The girl shook her head. “They’re not dead. But sometimes it feels like the family we used to have is dead.”

Miea couldn’t understand what the girl was talking about, but it was obvious that thinking about it made the girl very upset. “I’m sorry.”

“Thanks.” The girl looked past her, focusing directly behind her. Miea wondered what she saw back there and she looked in that direction again, seeing nothing. “What is this place?”

“I’m not sure. I just wanted to have a conversation with my father—”

“—I thought your father was dead.”

“He is. I wanted to have a conversation with him in my head, to imagine the kind of advice he would give me—and I found myself here.”

“With me.”

Miea smiled. “With you. What were you searching for?”

The girl raised her eyebrows and shook her head. “I didn’t know I was searching. But now that I think about it, just before this happened, I asked for help.”

“From whom?”

“I don’t know. Anyone.”

“Maybe there’s something out here for both of us. Not that you could tell from looking around.”

“I’m Becky, by the way. Do I refer to you as Your Majesty?”

Miea cringed. “It would be great if you were the one person I knew who didn’t. And it doesn’t seem appropriate under the circumstances.”

“What are the circumstances?”

“I guess that’s something for both of us to find out.”

Miea noticed a glint in Becky’s eyes then that she hadn’t seen before. This wasn’t at all what she’d expected when she closed her eyes to “gain perspective” in her chamber. Still, after one of the most perplexing days of her life, this kind of surprise was more than welcome.

“You can call me Miea.”

“Thanks. I always loved that name.”

“Thanks. I’ve always loved it as well.”

“Are we in Tamarisk?”

Miea thought about this for a moment. “I don’t think so. Maybe we’re in the place that you come from.”

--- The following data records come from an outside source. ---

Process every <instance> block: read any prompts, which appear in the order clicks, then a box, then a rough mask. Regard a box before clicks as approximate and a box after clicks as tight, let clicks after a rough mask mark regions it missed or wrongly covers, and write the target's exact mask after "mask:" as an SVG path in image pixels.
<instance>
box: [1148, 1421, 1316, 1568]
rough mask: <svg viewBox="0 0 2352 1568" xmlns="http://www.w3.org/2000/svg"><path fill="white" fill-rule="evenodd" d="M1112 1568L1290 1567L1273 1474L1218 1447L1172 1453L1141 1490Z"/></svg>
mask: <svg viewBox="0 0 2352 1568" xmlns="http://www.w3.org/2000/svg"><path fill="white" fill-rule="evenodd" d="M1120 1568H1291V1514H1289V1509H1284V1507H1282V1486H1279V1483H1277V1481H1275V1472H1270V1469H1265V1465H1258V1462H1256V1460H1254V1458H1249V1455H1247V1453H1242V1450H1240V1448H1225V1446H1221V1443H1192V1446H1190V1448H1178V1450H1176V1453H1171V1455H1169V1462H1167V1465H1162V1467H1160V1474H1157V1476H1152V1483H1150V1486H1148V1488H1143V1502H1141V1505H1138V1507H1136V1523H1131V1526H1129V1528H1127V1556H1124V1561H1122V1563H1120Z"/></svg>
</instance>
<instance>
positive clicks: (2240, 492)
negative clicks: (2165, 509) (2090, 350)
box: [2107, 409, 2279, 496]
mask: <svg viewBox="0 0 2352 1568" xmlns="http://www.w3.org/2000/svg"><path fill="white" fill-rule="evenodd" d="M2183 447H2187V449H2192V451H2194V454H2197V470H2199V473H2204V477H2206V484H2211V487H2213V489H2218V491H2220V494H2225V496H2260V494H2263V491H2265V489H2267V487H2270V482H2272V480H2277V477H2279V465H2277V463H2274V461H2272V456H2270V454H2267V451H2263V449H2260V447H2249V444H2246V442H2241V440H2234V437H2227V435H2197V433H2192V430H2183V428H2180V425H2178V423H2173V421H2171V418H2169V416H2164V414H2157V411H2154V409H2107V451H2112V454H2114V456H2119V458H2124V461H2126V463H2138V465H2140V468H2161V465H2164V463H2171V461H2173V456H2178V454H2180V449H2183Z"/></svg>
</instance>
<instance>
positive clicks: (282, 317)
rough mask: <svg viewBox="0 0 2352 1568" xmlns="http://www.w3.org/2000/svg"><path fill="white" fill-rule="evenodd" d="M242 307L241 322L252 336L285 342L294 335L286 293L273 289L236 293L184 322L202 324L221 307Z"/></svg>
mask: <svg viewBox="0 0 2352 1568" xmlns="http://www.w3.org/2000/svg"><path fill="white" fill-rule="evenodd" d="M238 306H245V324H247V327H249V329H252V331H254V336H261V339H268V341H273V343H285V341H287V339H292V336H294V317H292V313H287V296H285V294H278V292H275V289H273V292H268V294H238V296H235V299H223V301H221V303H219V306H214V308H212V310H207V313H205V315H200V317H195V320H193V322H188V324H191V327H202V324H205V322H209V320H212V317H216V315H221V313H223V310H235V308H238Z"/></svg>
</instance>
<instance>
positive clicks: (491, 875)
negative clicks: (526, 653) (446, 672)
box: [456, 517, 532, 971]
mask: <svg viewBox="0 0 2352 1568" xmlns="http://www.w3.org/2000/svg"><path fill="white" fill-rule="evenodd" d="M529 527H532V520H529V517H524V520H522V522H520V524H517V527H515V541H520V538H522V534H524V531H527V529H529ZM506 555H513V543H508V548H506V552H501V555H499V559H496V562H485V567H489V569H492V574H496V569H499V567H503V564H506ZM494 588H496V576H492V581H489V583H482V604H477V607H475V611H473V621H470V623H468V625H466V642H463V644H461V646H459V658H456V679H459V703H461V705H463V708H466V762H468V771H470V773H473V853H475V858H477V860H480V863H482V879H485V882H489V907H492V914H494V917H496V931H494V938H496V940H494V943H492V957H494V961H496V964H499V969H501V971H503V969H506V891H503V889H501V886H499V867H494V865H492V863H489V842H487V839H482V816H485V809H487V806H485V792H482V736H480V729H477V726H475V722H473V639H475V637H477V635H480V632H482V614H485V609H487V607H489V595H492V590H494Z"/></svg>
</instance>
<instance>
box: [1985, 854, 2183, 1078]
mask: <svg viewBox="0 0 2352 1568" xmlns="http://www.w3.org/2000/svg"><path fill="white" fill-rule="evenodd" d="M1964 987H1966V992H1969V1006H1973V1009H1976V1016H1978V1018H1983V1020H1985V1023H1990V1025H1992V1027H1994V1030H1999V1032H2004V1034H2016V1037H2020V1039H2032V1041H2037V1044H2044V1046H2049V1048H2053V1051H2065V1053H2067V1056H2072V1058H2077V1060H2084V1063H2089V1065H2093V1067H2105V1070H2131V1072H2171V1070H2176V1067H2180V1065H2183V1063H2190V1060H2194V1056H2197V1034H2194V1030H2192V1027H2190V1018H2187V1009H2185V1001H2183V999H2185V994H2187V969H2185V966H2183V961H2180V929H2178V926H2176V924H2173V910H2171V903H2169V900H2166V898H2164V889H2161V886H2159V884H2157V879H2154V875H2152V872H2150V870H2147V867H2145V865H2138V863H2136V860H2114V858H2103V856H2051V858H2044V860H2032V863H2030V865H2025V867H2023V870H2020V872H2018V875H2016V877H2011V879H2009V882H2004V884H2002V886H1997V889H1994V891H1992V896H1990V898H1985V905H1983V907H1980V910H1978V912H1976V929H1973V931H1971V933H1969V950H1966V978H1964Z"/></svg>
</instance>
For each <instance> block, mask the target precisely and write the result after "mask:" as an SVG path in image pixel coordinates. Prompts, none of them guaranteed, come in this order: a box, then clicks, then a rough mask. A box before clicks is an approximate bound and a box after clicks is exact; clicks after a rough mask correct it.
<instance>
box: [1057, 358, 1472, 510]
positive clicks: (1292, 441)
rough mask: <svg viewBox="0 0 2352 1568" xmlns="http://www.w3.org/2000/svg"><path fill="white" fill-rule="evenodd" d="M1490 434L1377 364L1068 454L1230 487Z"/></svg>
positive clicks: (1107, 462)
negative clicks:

“This is definitely not Connecticut. At least any part of Connecticut that I’ve ever seen.”

“Then we’re someplace else. A third place; a place where we could meet.”

“Do things like this happen to you regularly?”

“Never before. But I’m glad it’s happening now.”

Becky smiled and the glint in her eyes grew. “Yeah, me too. Do you really think there’s a reason why we’ve met?”

“I think there has to be. I suppose that’s something we’ll learn together.”

Miea felt her form move farther from the girl. As the distance grew between them, she wondered if this was some sort of indication that this meeting was going to be their only one. At some point, the movement stopped, though. Becky was still visible, if only barely. Miea could see Becky’s entire body now, lying on a bed.

As she watched, the darkness between them somehow became darker still. A dense black path connected her to her captivating new friend.

“Teach her about the path,” said the voice that was neither hers, Becky’s, nor her father’s. The words meant nothing to her.

She looked at the lightless space that led to Becky.

Suddenly, she understood the voice.

“Before you leave,” Miea said, hopefully loud enough for Becky to hear, “there’s something else I need to tell you. Something that will keep us in contact.”